Saat Hye-rim akhirnya maju, Ju Kyung-soo merilekskan wajahnya dan menatapnya dengan tatapan mesum.
“Haha. Kalau nona cantik kita bilang begitu, aku harus mendengarkan. Tapi bagaimana kalau kita minum teh bersama nanti?”
“Maaf, tapi saya menolak tawaran Anda. Saya tidak punya waktu untuk itu.”
“Haha. Kamu tidak perlu menolak, lho? Kamu tidak perlu malu. Ada yang mengganggumu sebagai kolektor? Sebagai senior, aku bisa memberimu beberapa nasihat.”
“Tidak, tidak ada.”
Hye-rim menjawab dengan tajam, dan aku ingin menyemangatinya dari belakang.
Aku khawatir dia akan terpikat oleh penampilannya, tapi dia menolak lamarannya dengan sopan.
‘Seharusnya dia sudah menyerah sekarang.’
Aku berpikir sejenak.
Namun, saya menyesal telah menilai Ju Kyung-soo terlalu mudah.
“Hoo. Aku sudah berusaha bersikap baik dan sopan, tapi sepertinya itu tidak akan berhasil.”

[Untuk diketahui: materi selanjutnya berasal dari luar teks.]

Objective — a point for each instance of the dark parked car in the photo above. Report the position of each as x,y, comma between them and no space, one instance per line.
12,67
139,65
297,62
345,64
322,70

Dia bergumam demikian, lalu mengeluarkan sarung tangan putih dari sakunya dan melemparkannya ke Hye-rim.
“Geomhu. Aku menantangmu berduel.”
Jelas sekali, itulah cara para bangsawan abad pertengahan menantang seseorang yang menyinggung perasaan mereka untuk berduel.
Aku tak kuasa menahan diri untuk tidak membuka mata lebar-lebar melihat tingkah Ju Kyung-soo yang absurd itu.
Apakah dia lebih gila dari yang kukira?